FOLK SONGS INVESTIGATION
I have been working with Daniel on two different aspects:
- Finalizing Jennifer’s involvement in the investigation. I have a meeting with Carol next Monday to discuss the letter agreement, which will be based on the schedule of tasks and meetings we drafted this week. This schedule has been conceived basing on the 8 weeks temporal framework, which was the one previously used for the first round of the investigation during the textile pilot. The difference, here, is that the focus is on the digital pipeline and the related tools, tasks & expertise that we would need for each step. Each ‘task’ will require the employment of one (or more) digital techniques and a certain level of expertise to use them, and we need to understand what will be our role, the role of Jennifer and the role of Felix & Kunika in supporting us. We drafted our schedule as an Excel spreadsheet, considering 8 weeks starting from the 13 March including a fortnightly 2 hour session with Jennifer and a final in person day in the week of 22th May, which could potentially be used for Paul’s filming. I think this is an interesting example not only to apply the ‘human in the loop’ approach, but also to reflect on the practical implications of the ‘National Collection as a verb’, and the wider Social Machine concept.
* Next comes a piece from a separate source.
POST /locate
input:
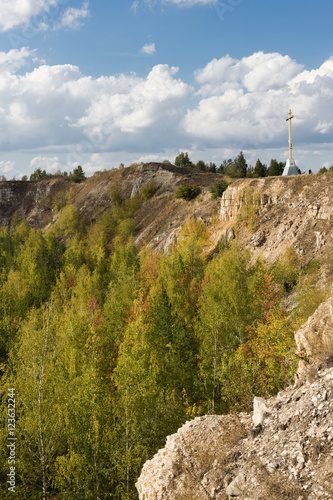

- Reviewing the machine generated transcript of the Folk Songs and Ballads of Lancashire (Harry & Leslie Boardman) provided by Felix using Abbyfinereader in order to understand what the common mistakes are, which ones need to be corrected in order to use this transcript in the textual analysis tool and what techniques we could employ for each category of mistakes. Daniel and I checked different sections of the document (7 ballads in total) and created a spreadsheet which describe seven main categories of mistakes and the potential methods to use. We will be sending this document to Kunika and Felix to decide how to proceed. The bigger mistake is related to the text within the musical score section of the page, which is often miscaptured. This will probably need to be corrected manually. Abbyfinereader seems to capture at the same way dialectal terms or colloquialism, and the mistakes in the word spelling seem to derive from miscapturing the shape of the letters (something that can potentially be corrected using higher quality images). There are other punctuation mistakes that can be ignored or corrected using the simple ‘Replace’ function in word. We also discussed to what extent the 100% accuracy is needed to proceed to the next steps of the pipeline. Is OCR good enough to allow us to process the transcripts through the textual analysis tool? A similar question raised in the Oral History investigation, as the speech to text tool seems good enough to process the transcripts through the large language model.